Звездочет поневоле (Бердочкина) - страница 131

«Вот вы…», – обнажая зубы, словно того ущипнули, Сатанинский затряс пальцем, театрально раскрывая надуманное: «Честный! Справедливый! Законный! Добросовестный… Ну что за дрянь ваша светская философия! Кстати говоря, Дело видели? Того самого, что любил порыться в ваших вещах, подглядеть чего, а после все ваше впечатлительное выдать за свое. Впрочем, еще познакомитесь. Стеклянная голова подшутила пуще меня. Донесла мысль, точно выпалив, свои горячие словесные бабочки.

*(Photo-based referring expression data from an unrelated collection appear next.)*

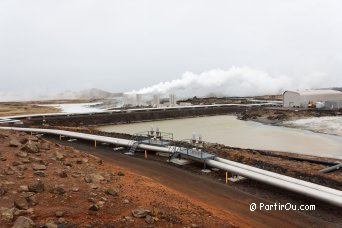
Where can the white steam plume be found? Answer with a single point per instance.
(237, 81)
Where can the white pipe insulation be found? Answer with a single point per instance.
(323, 193)
(279, 176)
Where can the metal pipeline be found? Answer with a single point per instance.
(304, 190)
(281, 177)
(323, 193)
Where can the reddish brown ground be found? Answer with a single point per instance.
(168, 207)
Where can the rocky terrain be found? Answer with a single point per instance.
(277, 115)
(44, 184)
(229, 100)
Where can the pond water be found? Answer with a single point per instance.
(233, 132)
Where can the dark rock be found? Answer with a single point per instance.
(93, 207)
(31, 147)
(7, 214)
(38, 167)
(59, 214)
(23, 188)
(25, 160)
(38, 160)
(36, 186)
(40, 173)
(59, 155)
(140, 212)
(62, 173)
(68, 163)
(94, 178)
(16, 163)
(15, 143)
(3, 190)
(21, 154)
(21, 203)
(32, 200)
(149, 219)
(23, 222)
(58, 190)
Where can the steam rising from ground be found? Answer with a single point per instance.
(237, 81)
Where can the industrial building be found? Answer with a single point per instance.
(327, 99)
(172, 100)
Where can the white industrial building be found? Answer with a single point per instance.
(327, 99)
(172, 100)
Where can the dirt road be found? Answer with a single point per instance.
(206, 191)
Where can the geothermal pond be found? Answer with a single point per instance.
(230, 131)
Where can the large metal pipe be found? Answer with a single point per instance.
(311, 192)
(331, 169)
(331, 196)
(281, 177)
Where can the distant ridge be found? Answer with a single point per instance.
(93, 93)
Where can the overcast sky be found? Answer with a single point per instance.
(50, 46)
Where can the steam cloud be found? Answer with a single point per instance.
(237, 81)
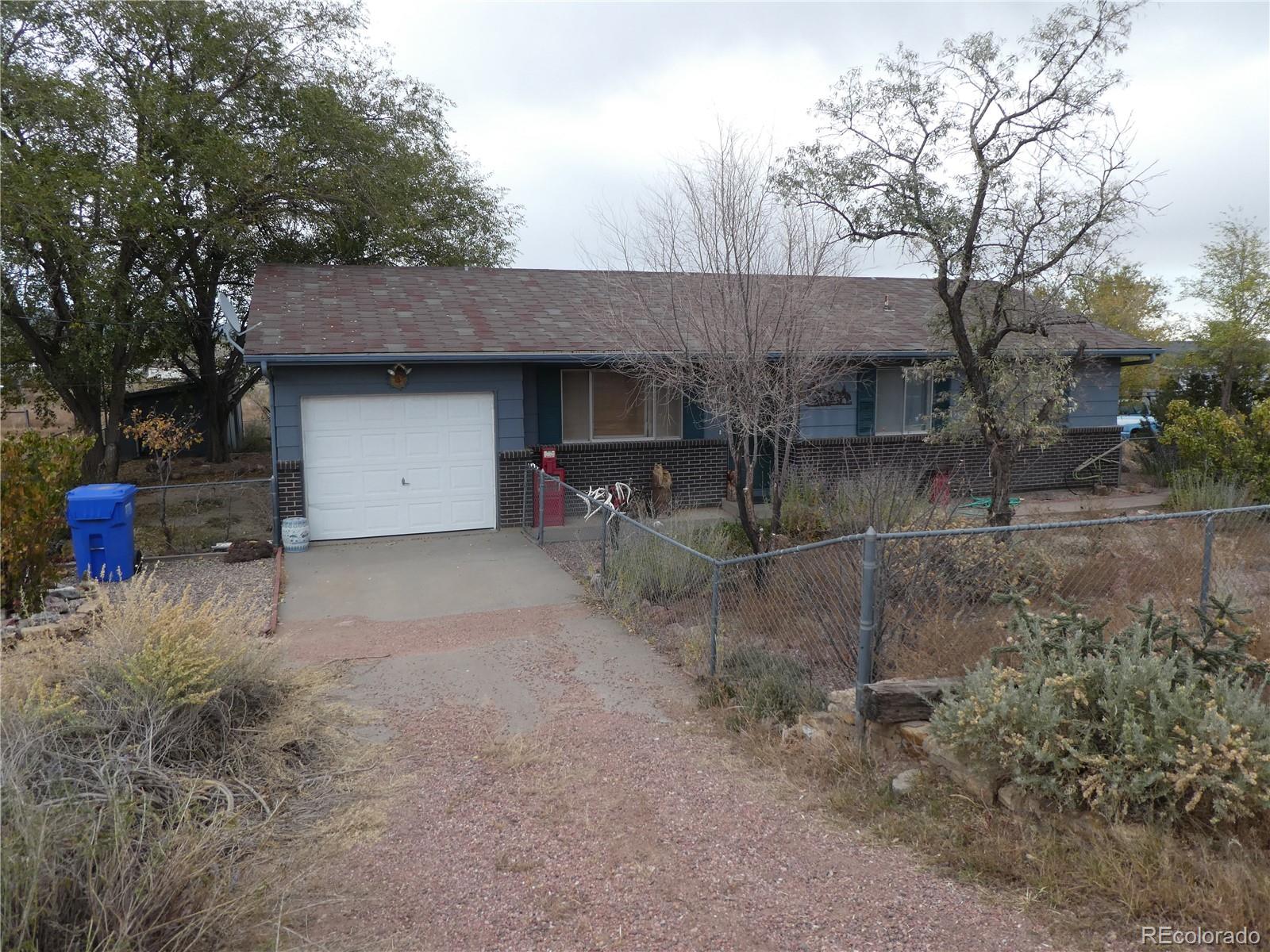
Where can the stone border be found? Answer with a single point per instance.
(69, 609)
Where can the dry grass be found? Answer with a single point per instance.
(1089, 880)
(514, 752)
(163, 781)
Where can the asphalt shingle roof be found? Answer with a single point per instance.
(414, 311)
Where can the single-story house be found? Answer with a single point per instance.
(408, 400)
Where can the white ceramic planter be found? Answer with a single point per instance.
(295, 533)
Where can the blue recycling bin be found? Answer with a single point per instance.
(101, 520)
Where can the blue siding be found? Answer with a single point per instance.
(531, 405)
(292, 384)
(1098, 395)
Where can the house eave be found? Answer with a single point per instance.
(584, 359)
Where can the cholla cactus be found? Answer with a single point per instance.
(1159, 721)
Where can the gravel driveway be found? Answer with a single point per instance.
(549, 784)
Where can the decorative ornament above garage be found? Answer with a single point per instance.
(398, 374)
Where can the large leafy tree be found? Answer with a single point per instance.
(1003, 169)
(1122, 296)
(1233, 344)
(171, 148)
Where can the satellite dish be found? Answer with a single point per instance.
(233, 325)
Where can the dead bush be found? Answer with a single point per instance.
(146, 771)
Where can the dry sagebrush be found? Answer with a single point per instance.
(144, 772)
(1161, 721)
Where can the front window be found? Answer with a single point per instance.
(903, 401)
(597, 405)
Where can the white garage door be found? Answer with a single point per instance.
(398, 463)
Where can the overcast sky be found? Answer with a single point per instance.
(575, 106)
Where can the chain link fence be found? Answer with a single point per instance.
(806, 620)
(192, 517)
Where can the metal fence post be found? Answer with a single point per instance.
(864, 660)
(714, 621)
(603, 549)
(543, 503)
(1206, 574)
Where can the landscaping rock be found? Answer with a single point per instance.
(38, 620)
(979, 780)
(1020, 801)
(906, 781)
(903, 700)
(914, 734)
(842, 700)
(37, 631)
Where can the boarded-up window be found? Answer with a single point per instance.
(610, 405)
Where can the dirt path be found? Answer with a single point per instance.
(550, 785)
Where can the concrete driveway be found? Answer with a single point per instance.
(461, 619)
(421, 577)
(545, 781)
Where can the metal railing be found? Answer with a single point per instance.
(914, 602)
(184, 518)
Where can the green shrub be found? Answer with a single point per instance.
(145, 774)
(256, 437)
(1194, 489)
(804, 516)
(1160, 721)
(1231, 447)
(38, 470)
(643, 566)
(968, 569)
(764, 687)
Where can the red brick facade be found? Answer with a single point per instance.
(700, 466)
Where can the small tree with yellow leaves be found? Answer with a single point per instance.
(163, 437)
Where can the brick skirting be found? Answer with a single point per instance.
(700, 466)
(291, 489)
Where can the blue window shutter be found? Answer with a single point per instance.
(549, 405)
(867, 400)
(941, 399)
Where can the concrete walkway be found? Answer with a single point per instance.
(545, 781)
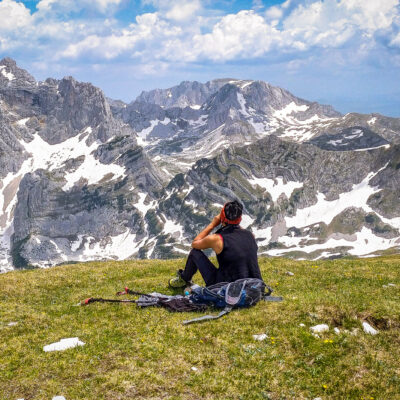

В общем, Шуга, наблюдайте, тщательно и с совестью. У меня всякий процесс без совести уже не процесс, а так, баловство шакала. Вы уж учтите трудность распоряжений. Бог, знаете ли, требует. Извиняйте, но процедуру исполнения сочинил не я».

Человек в манжетах, безвольно расположившийся между двумя симпатизирующим друг другу собеседниками, почувствовал, как полы под его ногами медленно тронулись, и он начал слабеть. По правде сказать, вид у него был не самый лучший. Бледность и напряженность одолевали его, ему вспомнилось значение – «малокровие», и он еще раз взглянул на залитый кровью палас и тело мутного старика. В сомнении не решался сложить голову на правую сторону в абсолютно неудобном ему кресле, хотя от левой стороны он явно устал, что и вызвало неожиданное головокруженье и тошноту.

«Цена глупости неизвестна…», – крутилось в его голове, или он слышал это из уст неутомимых собеседников.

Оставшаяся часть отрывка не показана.